Source:http://www.amazon.com/Nothing-Less-than-Victory-Decisive/dp/0691135185

Peter Cresswell said...

@Ben: Israel's right to exist is nothing to do with an imaginary friend in the sky. (Since arguing about imaginary friends by definition excludes reason, in that way lies only conflict.) Israel's right to exist now is based not on faith or superstition but on moral grounds, simply because it is the only semi-free place in the region--and protecting individual freedom is the only legitimate justification there can be for a state.

Further, there is no issue of moral equivalence here between states, because just as there can be no right to establish a dictatorship, neither can there be a moral justification for one.
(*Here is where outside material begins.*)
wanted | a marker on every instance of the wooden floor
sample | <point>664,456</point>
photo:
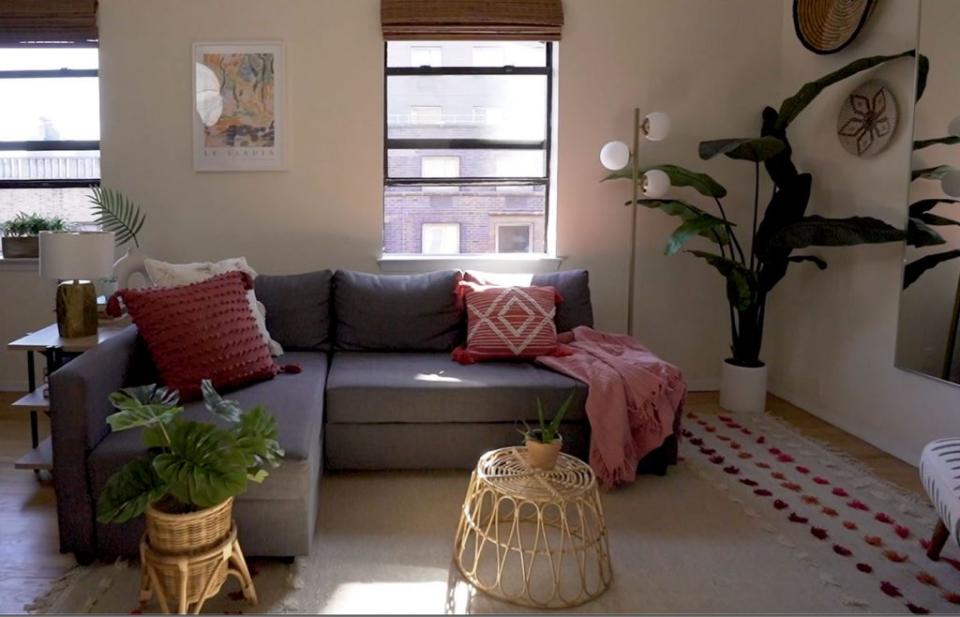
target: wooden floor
<point>29,555</point>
@Frankie Lee: What it would first require, before anything else, would be an acknowledgement of Israel's right to exist--which is to say of the right of individual Israeli citizens (Jews and Arabs both) to exist. In peace.

But peace will never break out as long as Hamas, Hezbollah, Tehran, and Uncle Tahim Kabillah and vow to wipe Israel of the face of the earth--as they've been trying to do since 1948.

Ben said...

Actually the vast majority of Israelis today, including politicians and military leaders, believe god promised them the land.

And you can't get all smug about Israel being the only free country in the region when every facet of Palestinian life is brutally controlled by the IDF.